Natalie Portman, Nina Sayers rolünde
Sanki zaten yorucu olan rutini yeterince işkence değilmiş gibi, Portman daha sonra son derece sıkı bir diyet uyguladı ve bu diyette temel olarak havuç ve bademle beslendi. Her ne kadarLeonYıldız ne kadar zayıf olsa da yönetmen ve bale koçları onu yine de birkaç kilo daha vermesi konusunda teşvik ediyordu. İşte o zaman, sektörde kilo verme baskısının, özellikle kahve ve sigarayla hayatta kalmaya teşvik edilen bir balerin için, sürekli olarak üzerlerinde kara bir bulut gibi belirdiğini fark etti.
Reklamcılık
Bu kadar çok enerji harcarken zayıf olma baskısı en zoruydu. Ben şöyle düşündüm: 'Tamam, açım, yakıta ihtiyacım var ve kendimi mahrum bırakan biri değilim.' İnsanlar bana her zaman söylerdi - bale koçları ve Darren - 'Gerçekten bir kıza benzemiyorsun. henüz balerin değil', bu da şu anlama geliyordu: 'Yeterince zayıf değilsin.'
Ne yazık ki, Portman'ın kendisini akıl sağlığının en uç noktasına itmekten başka seçeneği kalmamıştı.
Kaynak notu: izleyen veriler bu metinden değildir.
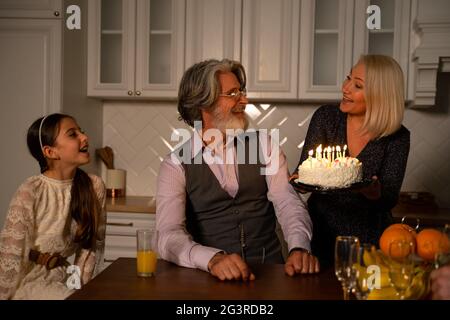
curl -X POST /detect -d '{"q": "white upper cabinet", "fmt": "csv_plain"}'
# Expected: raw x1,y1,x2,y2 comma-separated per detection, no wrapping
299,0,411,100
299,0,354,100
88,0,185,99
0,0,64,19
186,0,242,68
241,0,300,99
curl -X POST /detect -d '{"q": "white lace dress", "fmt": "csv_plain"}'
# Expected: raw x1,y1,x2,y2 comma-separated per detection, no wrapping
0,174,106,300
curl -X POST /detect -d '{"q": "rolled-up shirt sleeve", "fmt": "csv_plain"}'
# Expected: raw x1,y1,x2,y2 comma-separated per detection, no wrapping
156,155,221,271
261,132,312,251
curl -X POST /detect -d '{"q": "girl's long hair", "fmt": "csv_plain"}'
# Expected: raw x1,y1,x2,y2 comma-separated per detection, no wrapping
27,113,101,249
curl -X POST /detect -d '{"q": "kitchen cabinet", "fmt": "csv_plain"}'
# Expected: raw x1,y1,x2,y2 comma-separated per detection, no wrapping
105,211,156,265
242,0,300,99
0,18,62,226
186,0,242,68
186,0,300,99
299,0,411,100
88,0,186,99
0,0,63,19
0,0,102,227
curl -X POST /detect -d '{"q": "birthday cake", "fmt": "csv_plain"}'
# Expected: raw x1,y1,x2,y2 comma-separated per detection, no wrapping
298,146,362,189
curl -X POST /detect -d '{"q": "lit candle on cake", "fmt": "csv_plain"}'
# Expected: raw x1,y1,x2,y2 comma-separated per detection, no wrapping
327,147,331,163
336,146,341,158
316,145,322,160
308,150,314,169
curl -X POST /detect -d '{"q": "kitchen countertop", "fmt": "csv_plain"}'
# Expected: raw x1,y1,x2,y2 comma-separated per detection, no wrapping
106,196,156,213
106,196,450,227
392,206,450,227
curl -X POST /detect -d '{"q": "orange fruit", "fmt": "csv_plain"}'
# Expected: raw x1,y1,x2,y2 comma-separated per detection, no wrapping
416,229,450,261
379,223,416,258
385,223,417,238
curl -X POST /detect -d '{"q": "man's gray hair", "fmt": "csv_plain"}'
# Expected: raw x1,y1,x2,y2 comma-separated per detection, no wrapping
178,59,247,127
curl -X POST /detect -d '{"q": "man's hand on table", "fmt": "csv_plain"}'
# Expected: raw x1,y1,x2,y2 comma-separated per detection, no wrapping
284,249,320,277
208,252,255,281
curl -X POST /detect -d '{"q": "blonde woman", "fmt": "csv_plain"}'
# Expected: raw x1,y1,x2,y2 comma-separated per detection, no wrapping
292,55,410,266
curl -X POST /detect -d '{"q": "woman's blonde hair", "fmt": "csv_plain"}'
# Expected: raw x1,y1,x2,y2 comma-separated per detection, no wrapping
358,55,405,139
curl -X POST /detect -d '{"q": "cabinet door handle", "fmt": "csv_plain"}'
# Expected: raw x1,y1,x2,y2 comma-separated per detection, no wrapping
106,222,133,227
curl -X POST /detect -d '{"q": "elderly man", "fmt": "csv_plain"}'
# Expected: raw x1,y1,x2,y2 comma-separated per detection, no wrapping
156,59,319,280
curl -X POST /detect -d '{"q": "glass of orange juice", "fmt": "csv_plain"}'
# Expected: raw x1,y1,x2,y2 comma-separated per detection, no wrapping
136,229,157,277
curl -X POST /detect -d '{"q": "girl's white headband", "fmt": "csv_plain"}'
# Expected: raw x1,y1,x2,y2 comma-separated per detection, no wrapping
39,115,48,152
Ayrıca bakınız: Çok güzel öpüşüyor: Natalie Portman, Mila Kunis'le seks yapacağını anladıktan sonra 'Black Swan' Sırasında Kararını Bir An Sorguladı
Beden Eğitimi Duygusal Teslimatta Ona Yardımcı Oldu
Sette geçirdiği süre ne kadar acı verici olsa da, aralıksız eğitim ve çılgın diyetlerle Portman'ın fiziksel hazırlığının genel performansına çok büyük katkısı olduğu kanıtlandı. Aşırılıkların eşiğinde geçen bu ayları yaşamak, onun bir balerin kılığına girmesine ve bir balerin olarak hayatın acımasız gerçekliğini kavramasına olanak tanıdı. İle yaptığı röportajda Çarpıştırıcı Filmle ilgili olarak Portman, fiziksel dönüşümün onun duygusal aktarımını geliştirmede nasıl önemli bir rol oynadığını açıkladı:
ReklamcılıkNatalie Portman'ın bale eğitimi
Sadece egzersiz yapmaktan oluşan manastır yaşam tarzı hissine kapılıyorsunuz, bu bir balerin hayatıdır. İçmiyorsun, arkadaşlarınla dışarı çıkmıyorsun, çok fazla yiyeceğin yok ve vücuduna sürekli olarak aşırı acı yaşatıyorsun, böylece bir balerinin kendi kendini kırbaçladığını anlıyorsun.
Filmin korkunç yoğunluğu ve Portman'ın karanlık ve sürükleyici balerin tasviri bunun kanıtıdır.
Siyah Kuğuabonelikle Disney+'ta yayınlanabilir veya Amazon Instant Video'dan kiralanabilir/satın alınabilir.